A photo posted by Anna Sophie Conversano (@a_conversano) on Feb 15, 2016 at 12:02pm PST
Conversano then went to India, lived in an ashram, and studied for certification in yoga therapy.
“Yoga is what you make it,” Conversano says. “Yoga is what you want it to be, or rather what you want to understand. It is a metaphor for what amount of depth you are interested in looking at yourself and the way in which you move through your life. … Maybe you will want to go deeper. This will require a more knowledgeable and spiritually in-depth teacher rather than a solely physical instructor.”

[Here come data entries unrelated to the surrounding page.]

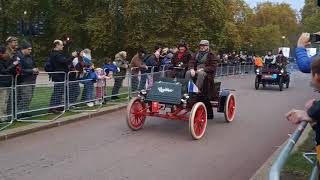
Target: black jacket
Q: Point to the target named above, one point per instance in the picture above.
(61, 63)
(27, 64)
(151, 60)
(185, 59)
(7, 72)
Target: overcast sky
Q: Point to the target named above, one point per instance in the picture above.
(296, 4)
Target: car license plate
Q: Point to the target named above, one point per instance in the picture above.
(155, 107)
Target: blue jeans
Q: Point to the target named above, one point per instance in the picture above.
(87, 94)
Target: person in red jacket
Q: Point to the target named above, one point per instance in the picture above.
(312, 112)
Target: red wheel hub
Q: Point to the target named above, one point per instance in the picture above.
(200, 121)
(231, 107)
(137, 116)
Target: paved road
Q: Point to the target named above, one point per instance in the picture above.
(104, 148)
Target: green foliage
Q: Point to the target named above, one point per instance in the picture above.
(109, 26)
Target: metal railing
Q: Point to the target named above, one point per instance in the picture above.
(6, 100)
(278, 165)
(46, 95)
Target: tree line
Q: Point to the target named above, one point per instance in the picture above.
(109, 26)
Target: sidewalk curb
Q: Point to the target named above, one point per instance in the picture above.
(35, 127)
(263, 171)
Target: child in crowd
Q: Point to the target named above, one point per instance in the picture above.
(312, 112)
(101, 84)
(109, 67)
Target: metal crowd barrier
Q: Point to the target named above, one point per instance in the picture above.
(6, 103)
(84, 92)
(234, 69)
(277, 166)
(41, 96)
(26, 101)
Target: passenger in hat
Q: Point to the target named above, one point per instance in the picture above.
(202, 65)
(281, 60)
(11, 47)
(180, 60)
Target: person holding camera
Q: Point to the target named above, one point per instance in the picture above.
(121, 62)
(137, 65)
(303, 60)
(7, 73)
(61, 65)
(27, 78)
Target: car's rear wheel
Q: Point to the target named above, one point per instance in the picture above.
(136, 116)
(288, 83)
(198, 120)
(281, 83)
(230, 108)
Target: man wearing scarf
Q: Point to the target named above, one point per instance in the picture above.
(203, 66)
(181, 59)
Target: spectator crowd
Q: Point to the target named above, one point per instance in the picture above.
(78, 70)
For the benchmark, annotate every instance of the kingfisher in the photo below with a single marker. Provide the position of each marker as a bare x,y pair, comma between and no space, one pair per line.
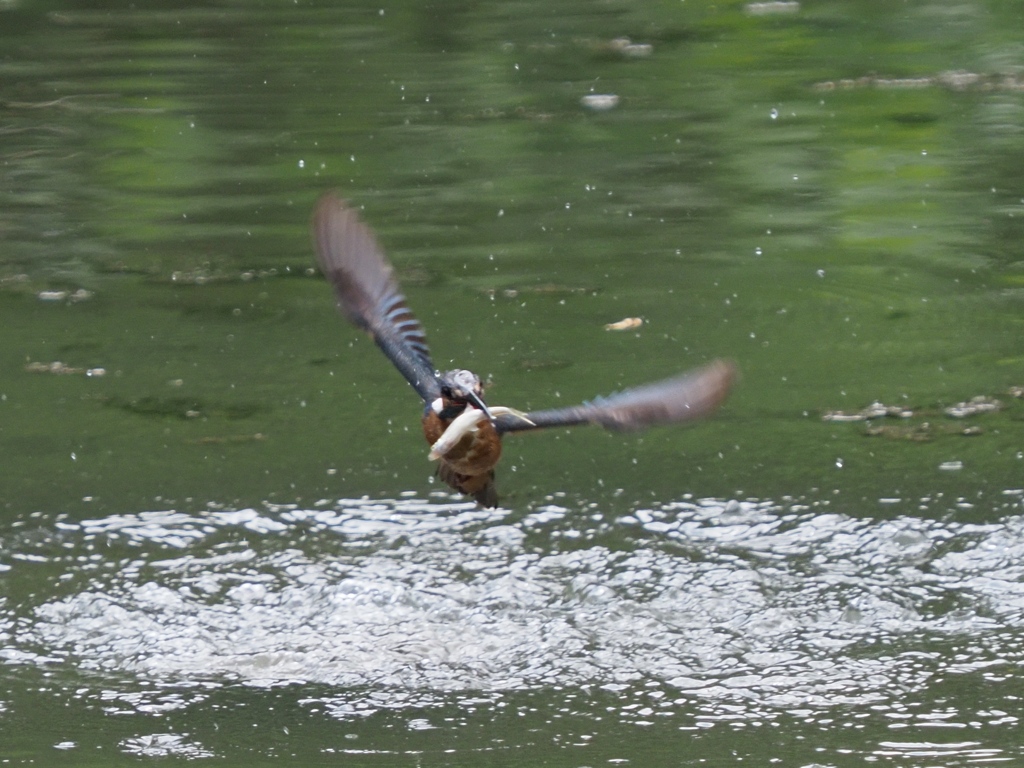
464,433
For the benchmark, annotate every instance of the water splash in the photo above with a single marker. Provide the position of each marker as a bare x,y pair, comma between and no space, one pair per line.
744,609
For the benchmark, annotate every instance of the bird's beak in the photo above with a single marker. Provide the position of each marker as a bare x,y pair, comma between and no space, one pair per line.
480,404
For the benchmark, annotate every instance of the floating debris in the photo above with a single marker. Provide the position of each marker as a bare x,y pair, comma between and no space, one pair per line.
914,433
875,411
771,8
628,48
954,80
600,101
71,296
627,324
235,438
974,407
60,369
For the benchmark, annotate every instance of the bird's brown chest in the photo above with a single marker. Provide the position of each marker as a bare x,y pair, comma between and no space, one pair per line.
475,454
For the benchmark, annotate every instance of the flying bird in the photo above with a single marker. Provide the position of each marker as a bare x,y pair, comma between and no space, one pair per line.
464,432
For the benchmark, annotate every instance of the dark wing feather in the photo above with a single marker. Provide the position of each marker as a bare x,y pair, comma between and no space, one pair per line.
684,397
368,292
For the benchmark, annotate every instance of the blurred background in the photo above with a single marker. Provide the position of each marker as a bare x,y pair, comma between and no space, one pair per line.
219,531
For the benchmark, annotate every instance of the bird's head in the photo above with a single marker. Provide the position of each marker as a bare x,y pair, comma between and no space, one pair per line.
461,388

“Maybe what it all comes down to — in terms of yoga teachers, and of yoga trainings, and of trying to find a set of rules and guidelines for a practice that has been going on for thousands of years — is authenticity to the truth of the practice of yoga,” Conversano says. “Two hundred-hour trainings may get you the certificate, but it is impossible for it to provide each person who goes through the course authenticity to the practice of yoga. A good teacher does her own work. A powerful and impactful teacher practices yoga off the mat, using it as a tool and a guide for living spiritually.”
And so she offers up the following advice to students in search of teachers in the wild world of what we know as yoga in the West: “When you’re looking for a teacher to take you deeper, be ready to go deeper yourself. … Depending on your personal interest, and by holding your own self accountable, you will be able to find a yoga teacher that mirrors your intentions behind practicing yoga. With this comes variety in knowledge, in the metaphysical, in spiritual, and also in the physical. …There are levels: levels of teachers, levels of practice, levels of understanding. The most important thing about yoga is understanding how personal it is. You are responsible for your own body. The safety of your body cannot reside in the hands of your teacher. They should do their best to protect you and guide you safely. But they are just the guide.”